Influenza Vaccination Is Associated With Lower Risk of AF in Gout Patients

One of the most common forms of inflammatory arthritis is gout, and it carries a degree of disease burden. Gout is a result of uric acid deposition between the joints, and caused symptoms such as intense joint pain, lingering discomfort, limited range of motion, and inflammation and redness. Gout is often associated with comorbidities such as diabetes, chronic kidney disease, and cardiovascular disease. Previous studies have found the prevalence of atrial fibrillation (AF) and cardiovascular mortality is higher in patients with gout than in those without.

A risk factor for gout is increased age, and with increased age comes increased risks for infections such as influenza. A study by Rondy et al. found that influenza infection was significantly associated with the development of AF, which could be reduced through influenza vaccination.

Published in Frontiers in Pharmacology, researchers evaluated the protective effect of influenza vaccination against AF in patients with gout. Utilizing a national database, more than 25,000 patients with gout aged >55 years were retrospectively reviewed. Patients were divided into vaccinated (n = 13,201) and unvaccinated cohorts (n = 13,042). Researchers evaluated patients’ medications, sociodemographic information, and the risk of AF.

In all seasons (both influenza and noninfluenza seasons), the risk of AF was significantly lower in vaccinated patients than in unvaccinated patients. There were no significant differences observed between female and male sex and the risk of AF after vaccination. “We also observed a significantly decreased risk of AF among patients aged 55–64, 65–74, and ≥75 years during all seasons,” the authors noted. After main model analysis, there was a significantly decreased risk of AF in patients with the administration of more vaccine doses. Additionally, compared with unvaccinated patients, those who were vaccinated demonstrated increased long-term use (≥28 days) of gout medications.

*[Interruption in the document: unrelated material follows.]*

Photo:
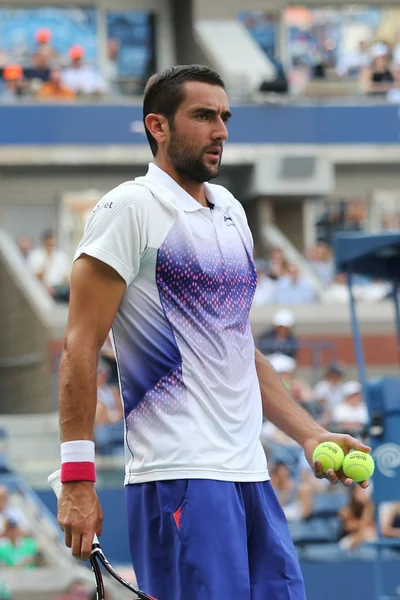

As the mechanism of AF risk reduction, the authors said, “In patients with influenza, inflammatory cytokines are produced, and the sympathetic nervous system is activated. Infection with influenza may also cause myocarditis, which leads to AF by affecting the electrical system of the heart. Therefore, influenza vaccination can prevent AF by reducing the aforementioned risks during an infection with influenza.”

The authors stated that, while the influenza vaccination is associated with a decreased risk of AF in patients with gout, further analysis is needed to validate their findings.